The evaluation of algorithm performance is carried out using standard metrics represented by accuracy, precision, recall, sensitivity, F1-score, and AUC-ROC. Regarding accuracy, studies have reported values between 57% and 99.4%, with an average of 81.1%. Sensitivity is reported between 68% and 97%, with an average reported value of 91%. The F1-score is reported between 73% and 94%, while the AUC-ROC values range from 62.5% to 98.8%, suggesting the predictive capability of the models, especially in oncology and trauma. These results demonstrate the ability of ML algorithms in the early identification, prediction, and classification of diseases in the field of geriatrics.
In addition to these results, five deficient directions in the current literature are noted, namely, the lack of standardization of the datasets, the reduced explainability of the models, the absence of longitudinal studies, the low implementation in clinical practice, and the lack of explicit treatment of ethical and privacy issues.

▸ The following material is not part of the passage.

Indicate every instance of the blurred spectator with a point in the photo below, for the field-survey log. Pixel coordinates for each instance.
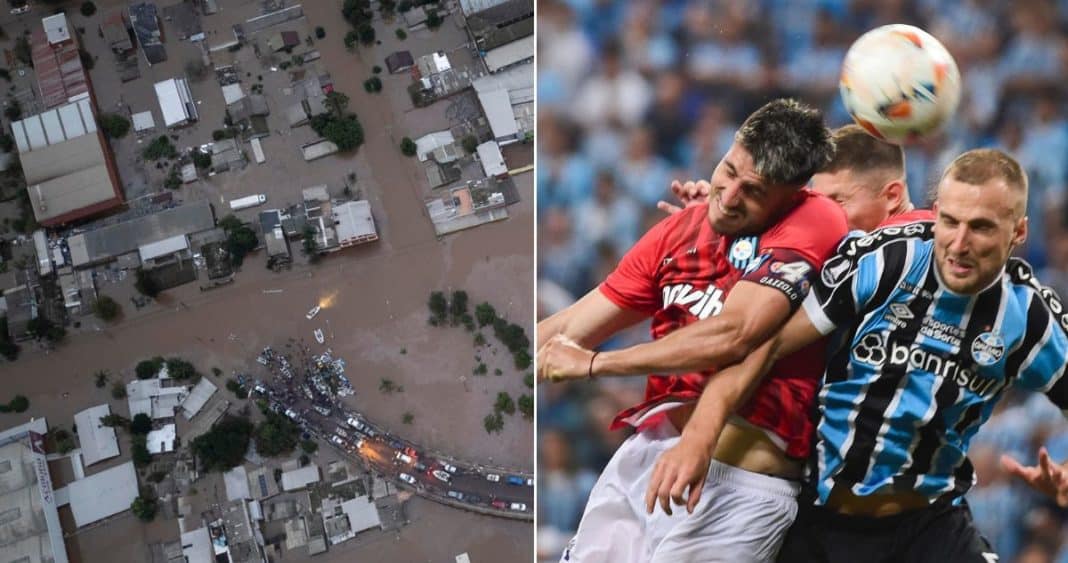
(633, 94)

Based on these findings, the authors recommend the creation of open databases labeled with metadata that can be studied in various research contexts, the explicit integration of algorithmic explanations into clinical decision-making processes, the conduct of prospective studies with temporal validation and long-term patient follow-up, interdisciplinary collaboration between bioethics engineers and public policy specialists, and the adaptation of legal frameworks such as the GDPR and the AI Act to support the use of AI in geriatrics.
In conclusion, the paper demonstrates that ML algorithms contribute to the personalization, prediction, prevention, and adoption of tailored means of elderly care. With an average accuracy of over 80% in most clinical scenarios, these algorithms assist medical decision-making and optimize resource allocation in order to improve patients’ quality of life. For the integration of these models into health systems, technical validations and responsible approaches from ethical, legal, and social perspectives are necessary, aspects that can only be addressed through increased ongoing research in this field.